Multi-Learner Based Deep Meta-Learning for Few-Shot Medical Image Classification

Few-shot learning (FSL) is promising in the field of medical image analysis due to high cost of establishing high-quality medical datasets. Many FSL approaches have been proposed in natural image scenes. However, present FSL methods are rarely evaluated on medical images and the FSL technology applicable to medical scenarios need to be further developed. Meta-learning has supplied an optional framework to address the challenging FSL setting. In this paper, we propose a novel multi-learner based FSL method for multiple medical image classification tasks, combining meta-learning with transfer-learning and metric-learning. Our designed model is composed of three learners, including auto-encoder, metric-learner and task-learner. In transfer-learning, all the learners are trained on the base classes. In the ensuing meta-learning, we leverage multiple novel tasks to fine-tune the metric-learner and task-learner in order to fast adapt to unseen tasks. Moreover, to further boost the learning efficiency of our model, we devised real-time data augmentation and dynamic Gaussian disturbance soft label (GDSL) scheme as effective generalization strategies of few-shot classification tasks.
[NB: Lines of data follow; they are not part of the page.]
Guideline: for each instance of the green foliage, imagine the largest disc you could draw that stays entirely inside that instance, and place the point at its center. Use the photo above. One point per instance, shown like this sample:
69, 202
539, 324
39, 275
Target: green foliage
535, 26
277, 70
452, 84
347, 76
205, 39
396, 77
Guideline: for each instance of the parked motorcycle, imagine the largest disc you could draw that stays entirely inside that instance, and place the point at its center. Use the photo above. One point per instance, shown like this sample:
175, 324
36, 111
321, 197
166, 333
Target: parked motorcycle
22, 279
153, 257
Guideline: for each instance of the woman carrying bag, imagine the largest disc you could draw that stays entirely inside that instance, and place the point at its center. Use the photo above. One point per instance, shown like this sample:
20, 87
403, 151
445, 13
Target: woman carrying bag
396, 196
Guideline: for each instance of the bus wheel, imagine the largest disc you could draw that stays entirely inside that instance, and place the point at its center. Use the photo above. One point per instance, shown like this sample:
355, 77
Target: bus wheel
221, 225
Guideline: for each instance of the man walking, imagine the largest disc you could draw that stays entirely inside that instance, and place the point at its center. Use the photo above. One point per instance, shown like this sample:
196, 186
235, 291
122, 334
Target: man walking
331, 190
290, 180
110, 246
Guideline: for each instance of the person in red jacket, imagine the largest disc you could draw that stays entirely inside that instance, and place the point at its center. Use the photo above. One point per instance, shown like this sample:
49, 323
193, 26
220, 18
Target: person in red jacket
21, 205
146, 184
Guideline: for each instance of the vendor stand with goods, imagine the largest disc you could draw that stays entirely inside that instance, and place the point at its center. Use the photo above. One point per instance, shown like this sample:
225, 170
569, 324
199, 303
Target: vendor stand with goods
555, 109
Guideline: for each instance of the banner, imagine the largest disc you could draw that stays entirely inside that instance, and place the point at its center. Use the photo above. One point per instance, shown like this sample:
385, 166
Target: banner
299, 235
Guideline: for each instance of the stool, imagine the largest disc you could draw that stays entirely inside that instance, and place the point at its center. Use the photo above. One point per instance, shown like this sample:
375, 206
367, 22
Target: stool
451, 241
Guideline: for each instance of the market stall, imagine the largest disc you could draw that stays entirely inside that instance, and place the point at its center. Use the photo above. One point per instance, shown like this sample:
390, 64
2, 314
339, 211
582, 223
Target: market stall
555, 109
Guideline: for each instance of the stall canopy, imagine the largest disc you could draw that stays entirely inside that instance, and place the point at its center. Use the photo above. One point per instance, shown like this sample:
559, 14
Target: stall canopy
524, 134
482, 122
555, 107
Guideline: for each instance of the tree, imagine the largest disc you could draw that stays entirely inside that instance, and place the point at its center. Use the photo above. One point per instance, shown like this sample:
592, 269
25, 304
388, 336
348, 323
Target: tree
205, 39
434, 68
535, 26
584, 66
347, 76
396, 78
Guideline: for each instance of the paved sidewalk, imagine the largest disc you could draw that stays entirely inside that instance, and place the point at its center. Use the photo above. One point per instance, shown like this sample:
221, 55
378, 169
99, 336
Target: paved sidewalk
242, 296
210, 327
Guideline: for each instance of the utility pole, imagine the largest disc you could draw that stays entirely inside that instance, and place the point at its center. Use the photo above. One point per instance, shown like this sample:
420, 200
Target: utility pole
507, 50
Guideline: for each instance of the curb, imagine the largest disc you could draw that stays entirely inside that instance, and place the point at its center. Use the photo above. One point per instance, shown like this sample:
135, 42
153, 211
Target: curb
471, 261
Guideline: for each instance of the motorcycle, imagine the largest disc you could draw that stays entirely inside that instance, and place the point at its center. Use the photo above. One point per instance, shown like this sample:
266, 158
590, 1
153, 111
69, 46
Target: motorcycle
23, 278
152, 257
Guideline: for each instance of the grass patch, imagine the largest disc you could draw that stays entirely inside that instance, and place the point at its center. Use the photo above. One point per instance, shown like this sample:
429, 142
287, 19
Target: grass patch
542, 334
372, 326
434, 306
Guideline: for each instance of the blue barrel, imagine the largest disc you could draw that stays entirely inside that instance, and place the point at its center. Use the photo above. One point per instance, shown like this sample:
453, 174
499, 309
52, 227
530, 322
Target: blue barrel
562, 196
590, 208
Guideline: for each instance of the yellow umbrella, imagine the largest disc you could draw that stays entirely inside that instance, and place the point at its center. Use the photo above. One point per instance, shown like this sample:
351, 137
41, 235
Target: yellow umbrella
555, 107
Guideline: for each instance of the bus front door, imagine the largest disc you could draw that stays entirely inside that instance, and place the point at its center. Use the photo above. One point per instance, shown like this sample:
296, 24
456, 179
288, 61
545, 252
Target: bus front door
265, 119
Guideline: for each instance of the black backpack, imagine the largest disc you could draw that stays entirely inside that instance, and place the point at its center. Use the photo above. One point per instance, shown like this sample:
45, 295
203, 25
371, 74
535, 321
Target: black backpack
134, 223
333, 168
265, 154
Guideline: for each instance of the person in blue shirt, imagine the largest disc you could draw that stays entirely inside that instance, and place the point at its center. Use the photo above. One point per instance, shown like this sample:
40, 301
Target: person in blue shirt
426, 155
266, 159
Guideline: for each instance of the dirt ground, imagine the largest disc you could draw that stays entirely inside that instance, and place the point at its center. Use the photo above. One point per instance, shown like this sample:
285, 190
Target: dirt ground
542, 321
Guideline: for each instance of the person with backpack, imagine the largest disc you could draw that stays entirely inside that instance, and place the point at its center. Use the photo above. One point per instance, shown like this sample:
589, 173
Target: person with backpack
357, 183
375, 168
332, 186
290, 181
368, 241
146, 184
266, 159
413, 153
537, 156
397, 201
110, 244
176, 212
We have conducted experiments for three-class few-shot classification tasks on three newly-built challenging medical benchmarks, BLOOD, PATH and CHEST. Extensive comparisons to related works validated that our method achieved top performance both on homogeneous medical datasets and cross-domain datasets.

Automated summary

This paper introduces a multi-learner based few-shot learning method for multiple medical image classification tasks, combining meta-learning, transfer-learning, and metric-learning. Through transfer-learning on base classes and meta-learning on new tasks, the metric-learner and task-learner can quickly adapt to unseen tasks. Real-time data augmentation and dynamic Gaussian disturbance soft label scheme are also used to improve learning efficiency.